O lançamento do livro “A História de Leninha – A Sucuri do Pantanal”, da escritora Sandra Andrade, movimentou os alunos da Rede Municipal de Educação durante a semana passada em Bandeirantes.
A obra, da artista nascida na cidade, retrata a cobra Leninha, que leva uma vida tranquila no pantanal sul-mato-grossense e que, de repente, tem que enfrentar a destruição de seu habitat pelos incêndios que se tornaram recorrentes no bioma.
Conversamos com a escritora sobre as suas memórias da infância em Bandeirantes e a importância da conservação ambiental e da conscientização das crianças para o tema.
Memórias de infância
Sandra morou até os 4 anos de idade no município, sua mãe era professora na região do Barreirão. Em sua passagem pela cidade para o lançamento do livro ela contou que as memórias daquele tempo ainda permanecem vivas em sua mente e influenciam sua escrita.

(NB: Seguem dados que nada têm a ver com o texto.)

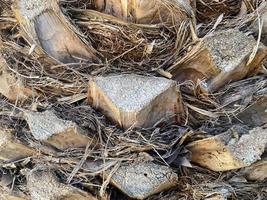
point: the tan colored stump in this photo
(43, 185)
(45, 25)
(11, 86)
(133, 100)
(48, 128)
(228, 151)
(141, 180)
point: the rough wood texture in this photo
(43, 185)
(257, 171)
(45, 25)
(142, 11)
(11, 86)
(256, 114)
(133, 100)
(229, 151)
(11, 149)
(211, 9)
(48, 128)
(141, 180)
(222, 58)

“Esse contato meu com a terra e águas dos lugares que andei aqui por Bandeirantes fizeram de mim essa escritora que transita teluricamente entre a poesia e a literatura infantil. A lembrança de um ranchinho de taquara, barreado com cocô de vaca e o barro do Córrego Barreirão só engrandece minha imaginação de escritora”, afirmou.
Meio ambiente e conservação
A escritora conta que sempre teve preocupação com a preservação do meio ambiente, principalmente, o Cerrado e o Pantanal, mas que o interesse acabou aumentando devido a crise climática e a convivência com seu filho Arthur Andrade, biólogo, que trabalha no Biotério da UCDB (Universidade Católica Dom Bosco), com o resgate de animais.

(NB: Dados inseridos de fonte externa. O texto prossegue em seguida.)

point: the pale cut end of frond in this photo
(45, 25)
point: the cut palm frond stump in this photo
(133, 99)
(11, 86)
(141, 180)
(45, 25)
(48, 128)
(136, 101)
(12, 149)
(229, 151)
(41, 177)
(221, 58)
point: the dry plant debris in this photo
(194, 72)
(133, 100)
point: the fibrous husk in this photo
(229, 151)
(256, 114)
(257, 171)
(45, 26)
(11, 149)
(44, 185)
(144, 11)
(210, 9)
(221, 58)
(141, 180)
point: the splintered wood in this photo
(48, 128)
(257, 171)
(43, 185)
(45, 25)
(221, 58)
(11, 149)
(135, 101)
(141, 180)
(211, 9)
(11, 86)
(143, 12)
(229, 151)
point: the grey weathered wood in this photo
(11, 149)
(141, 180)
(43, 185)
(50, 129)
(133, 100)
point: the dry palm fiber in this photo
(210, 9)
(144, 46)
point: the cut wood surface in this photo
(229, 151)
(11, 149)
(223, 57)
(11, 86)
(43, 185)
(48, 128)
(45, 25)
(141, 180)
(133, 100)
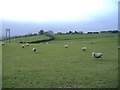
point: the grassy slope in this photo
(55, 66)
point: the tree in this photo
(49, 32)
(41, 32)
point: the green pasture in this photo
(54, 66)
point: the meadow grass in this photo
(58, 67)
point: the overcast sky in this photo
(30, 16)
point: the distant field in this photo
(83, 36)
(29, 38)
(58, 67)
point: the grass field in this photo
(58, 67)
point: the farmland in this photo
(54, 66)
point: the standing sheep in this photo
(23, 46)
(97, 55)
(27, 44)
(84, 48)
(66, 46)
(34, 49)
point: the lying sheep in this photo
(97, 55)
(84, 48)
(34, 49)
(66, 46)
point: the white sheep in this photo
(46, 42)
(84, 48)
(34, 49)
(23, 46)
(97, 55)
(66, 46)
(2, 43)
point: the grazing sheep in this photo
(23, 46)
(34, 49)
(46, 42)
(84, 48)
(66, 46)
(97, 55)
(27, 44)
(2, 44)
(118, 47)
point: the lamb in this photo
(66, 46)
(84, 48)
(97, 55)
(34, 49)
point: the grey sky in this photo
(91, 16)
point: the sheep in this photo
(46, 42)
(118, 47)
(34, 49)
(97, 55)
(66, 46)
(27, 44)
(84, 48)
(2, 44)
(23, 46)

“Conheci a Leninha, a Sucuri do Pantanal que foi resgatada pela bióloga e médica veterinária, Paula Helena Santa Rita, junto com GRETAP (Grupo de Resgate Técnico e animal do Pantanal), (isso) me inspirou a escrever esse conto Infantil onde eu conto com ludicidade poética, para meu pequeno leitor, como é importante a preservação, conservação e contemplação da vida dos nossos animais silvestres”.
Importância da leitura
Sandra destaca que a leitura tem um papel muito importante na formação das crianças para despertar a curiosidade.
“Formar leitores, principalmente aqui em Bandeirantes, para uma vida inteira é uma responsabilidade muito grande e forte. O imaginário de uma criança dever ser cuidado com conhecimento e ludicidade”.
A escritora fez questão de agradecer ao apoio da prefeitura e da Secretaria Municipal de Educação. “Pela primeira vez, em 28 anos de carreira literária, um prefeito de Bandeirantes, minha cidade natal, oportunizou que minha literatura infantil chegasse aos meus pequenos leitores das escolas municipais urbanas e de Zona Rural de Bandeirantes”.
O livro foi financiado com recursos do FMIC (Fundo de Investimentos Culturais) da Prefeitura de Campo Grande.